< Marathon Trilogy
Marathon Trilogy/Trivia
- Author Existence Failure: Sadly, the creator of Pfh'Joueur appears to have died of cancer. Many of the files for her scenario are no longer being hosted as a result of this. This basically means that, unless someone has and posts the missing scripts that enabled the game to run under Aleph One, the game can only be played properly under Mac OS 9, which is a shame, because it's a great scenario.
- Hey, It's That Guy!: The character Ian in Marathon RED will be recognizable as the same Ian from the Web Comic Mac Hall. Marathon RED was a mod artist Ian McConville made before starting webcomics, and the character Ian in the game is an Author Avatar.
- Keep Circulating The Tarballs: The Aleph One project, ensuring that Marathon would go on with or without Bungie's guidance (currently with, since Microsoft spun Bungie off again).
- More Than Infinite: The Aleph One engine, named after smallest uncountable infinity.
- Promoted Fanboy: Many, such as Craig Mullins, Randal "Frigidman" Shaw, and Tuncer Deniz.
- Though the “boy” part is a bit misleading in the case of Craig Mullins, as the work that brought him to Bungie's attention shows. The page image on the main page is his work, by the way.
- Sequel First: Marathon 2: Durandal was the only game in series to be officially released outside the Mac for Windows until Bungie made the Trilogy and the Engine freeware and the fans made Aleph One.
- Shout-Out: Many, covered on the...
- Universe Concordance: ...Marathon Story Page. It is notable enough to have a official secret map in honor of its Admin.
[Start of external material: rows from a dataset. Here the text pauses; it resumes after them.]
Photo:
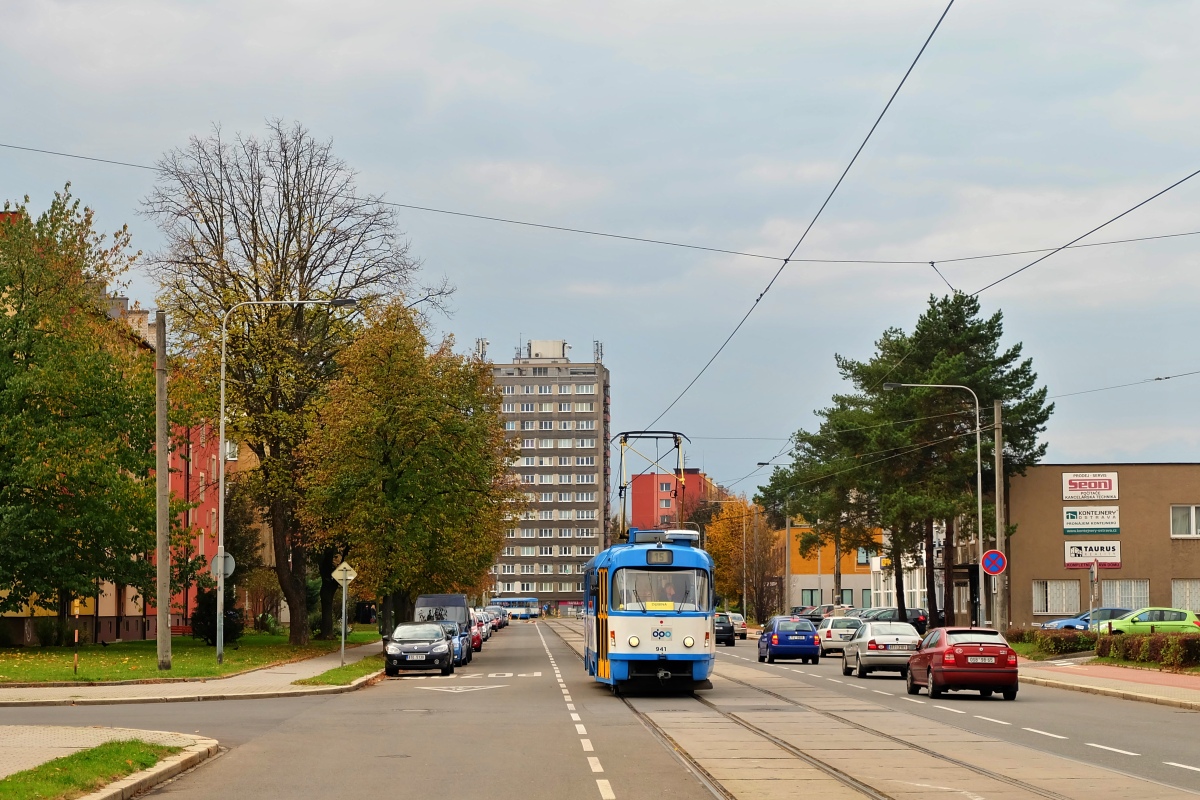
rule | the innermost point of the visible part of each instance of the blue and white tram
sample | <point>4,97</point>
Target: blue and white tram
<point>649,612</point>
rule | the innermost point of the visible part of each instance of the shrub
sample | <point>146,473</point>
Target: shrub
<point>1062,642</point>
<point>204,618</point>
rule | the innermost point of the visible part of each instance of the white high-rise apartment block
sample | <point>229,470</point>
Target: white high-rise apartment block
<point>558,410</point>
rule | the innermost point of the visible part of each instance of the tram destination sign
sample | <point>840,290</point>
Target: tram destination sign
<point>1089,486</point>
<point>1080,555</point>
<point>1091,519</point>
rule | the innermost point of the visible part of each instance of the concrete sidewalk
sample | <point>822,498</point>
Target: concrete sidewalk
<point>24,747</point>
<point>1144,685</point>
<point>273,681</point>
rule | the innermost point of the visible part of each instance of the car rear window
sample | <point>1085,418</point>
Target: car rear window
<point>976,637</point>
<point>795,625</point>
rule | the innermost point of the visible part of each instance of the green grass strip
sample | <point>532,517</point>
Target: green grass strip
<point>83,773</point>
<point>347,674</point>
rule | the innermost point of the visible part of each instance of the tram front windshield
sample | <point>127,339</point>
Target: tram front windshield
<point>659,590</point>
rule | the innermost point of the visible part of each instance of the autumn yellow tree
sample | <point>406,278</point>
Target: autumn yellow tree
<point>406,464</point>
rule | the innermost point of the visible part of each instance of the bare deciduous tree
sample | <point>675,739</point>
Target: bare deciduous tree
<point>271,218</point>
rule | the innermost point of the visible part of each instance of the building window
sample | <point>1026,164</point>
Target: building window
<point>1056,596</point>
<point>1183,521</point>
<point>1125,594</point>
<point>1186,594</point>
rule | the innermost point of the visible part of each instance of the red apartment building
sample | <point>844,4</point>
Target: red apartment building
<point>663,500</point>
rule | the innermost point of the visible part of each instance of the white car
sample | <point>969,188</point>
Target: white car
<point>835,631</point>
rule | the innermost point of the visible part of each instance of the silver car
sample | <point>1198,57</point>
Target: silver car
<point>880,645</point>
<point>835,631</point>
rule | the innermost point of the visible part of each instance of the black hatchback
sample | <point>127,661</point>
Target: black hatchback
<point>419,645</point>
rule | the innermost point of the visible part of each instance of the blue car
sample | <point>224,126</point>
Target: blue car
<point>790,637</point>
<point>462,648</point>
<point>1083,621</point>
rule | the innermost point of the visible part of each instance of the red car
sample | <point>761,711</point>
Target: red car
<point>973,659</point>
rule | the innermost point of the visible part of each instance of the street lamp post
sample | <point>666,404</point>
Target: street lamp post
<point>978,608</point>
<point>340,302</point>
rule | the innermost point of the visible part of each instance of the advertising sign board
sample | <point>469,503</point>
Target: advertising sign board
<point>1091,519</point>
<point>1089,486</point>
<point>1080,555</point>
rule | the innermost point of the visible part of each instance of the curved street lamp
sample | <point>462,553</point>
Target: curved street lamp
<point>978,607</point>
<point>337,302</point>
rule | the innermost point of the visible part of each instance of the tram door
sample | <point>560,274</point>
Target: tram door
<point>603,625</point>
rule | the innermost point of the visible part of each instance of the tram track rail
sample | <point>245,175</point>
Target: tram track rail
<point>718,791</point>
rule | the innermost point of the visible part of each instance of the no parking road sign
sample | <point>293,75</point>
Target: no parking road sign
<point>994,563</point>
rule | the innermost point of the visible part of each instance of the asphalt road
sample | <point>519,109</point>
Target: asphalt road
<point>502,727</point>
<point>1143,739</point>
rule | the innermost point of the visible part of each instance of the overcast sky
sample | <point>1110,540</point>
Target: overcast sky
<point>723,125</point>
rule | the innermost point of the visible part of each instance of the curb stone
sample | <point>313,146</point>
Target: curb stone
<point>1111,692</point>
<point>358,683</point>
<point>163,770</point>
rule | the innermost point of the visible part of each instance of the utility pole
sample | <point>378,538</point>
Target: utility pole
<point>162,483</point>
<point>1001,606</point>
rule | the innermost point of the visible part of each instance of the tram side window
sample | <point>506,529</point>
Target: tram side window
<point>682,590</point>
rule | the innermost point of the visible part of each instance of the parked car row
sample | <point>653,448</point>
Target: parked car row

- Vaporware/Dead Fic: Many Game Mods.
- What Could Have Been: The original plan for the first game called for the plot to branch at various points depending on how many BoBs you saved in certain levels. This was scrapped and the only remnant of that plan is differing messages from Leela depending on how many of them you saved.
- It is worth noting that the capacity to do this was still built into the engine, and that when a player transitions from the end of one level they can (in theory) be sent to any other map-maker defined level in the game, regardless of level order. While conventionally the player is sent to the next level in the order, some mod-makers have taken full advantage of this ability to alter the next level that the player goes to based on what they accomplished in that level, with resulting branching plotlines.